Scottish Examination Board
- Abbreviation: SEB
- Merged into: Scottish Qualifications Authority
- Formation: 1964
- Dissolved: 1997"The Scottish Examination Board and Scottish Vocational Education Council (Dissolution) (Scotland) Order 1997". Legislation.gov.uk. The National Archives. Retrieved 24 January 2021.
- Headquarters: Dalkeith
- Region served: Scotland
- Formerly called: Scottish Certificate of Education Examination Board (until 1982)

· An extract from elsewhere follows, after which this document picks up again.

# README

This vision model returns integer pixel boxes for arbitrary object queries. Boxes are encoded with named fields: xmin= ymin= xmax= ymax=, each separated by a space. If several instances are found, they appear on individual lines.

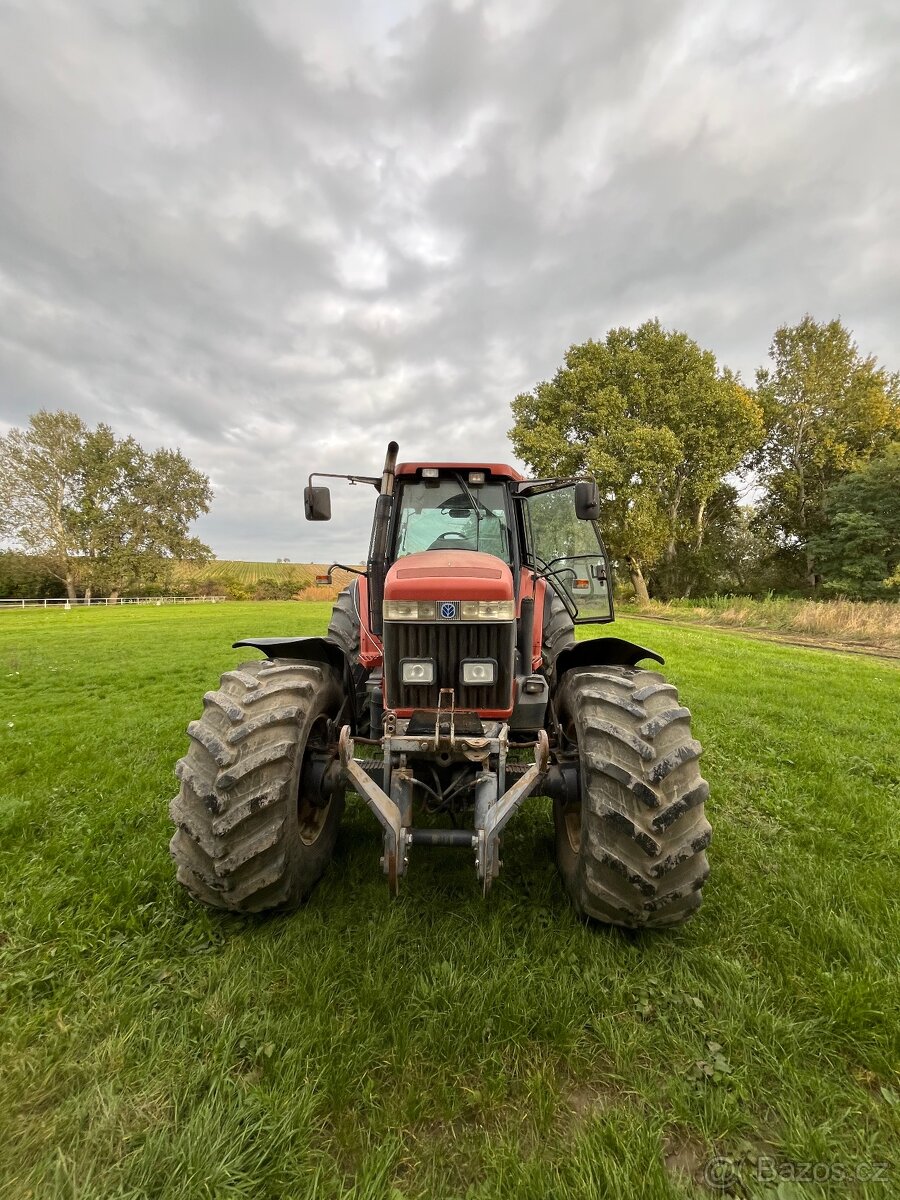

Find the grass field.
xmin=2 ymin=603 xmax=898 ymax=1199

= Scottish Examination Board =

Former examination board in Scotland

The Scottish Examination Board (SEB), formerly known as the Scottish Certificate of Education Examination Board (SCEEB), was the academic examination board for Scottish schools from 1965 to 1997.

==History==
From their introduction in 1888 until 1964, Scottish school qualifications were awarded directly by the UK Government's Scottish Education Department.

The Scottish Certificate of Education Examination Board (SCEEB) was established in 1964 to take over the awarding of Scottish school qualifications from 1965. The SCEEB became known as the Scottish Examination Board (SEB) in 1982.

The SEB used to administer all of Scotland's academic qualifications, including Standard Grades and Highers.

On 1 April 1997, the Scottish Examination Board merged with the Scottish Vocational Education Council (SCOTVEC) to form the Scottish Qualifications Authority (SQA).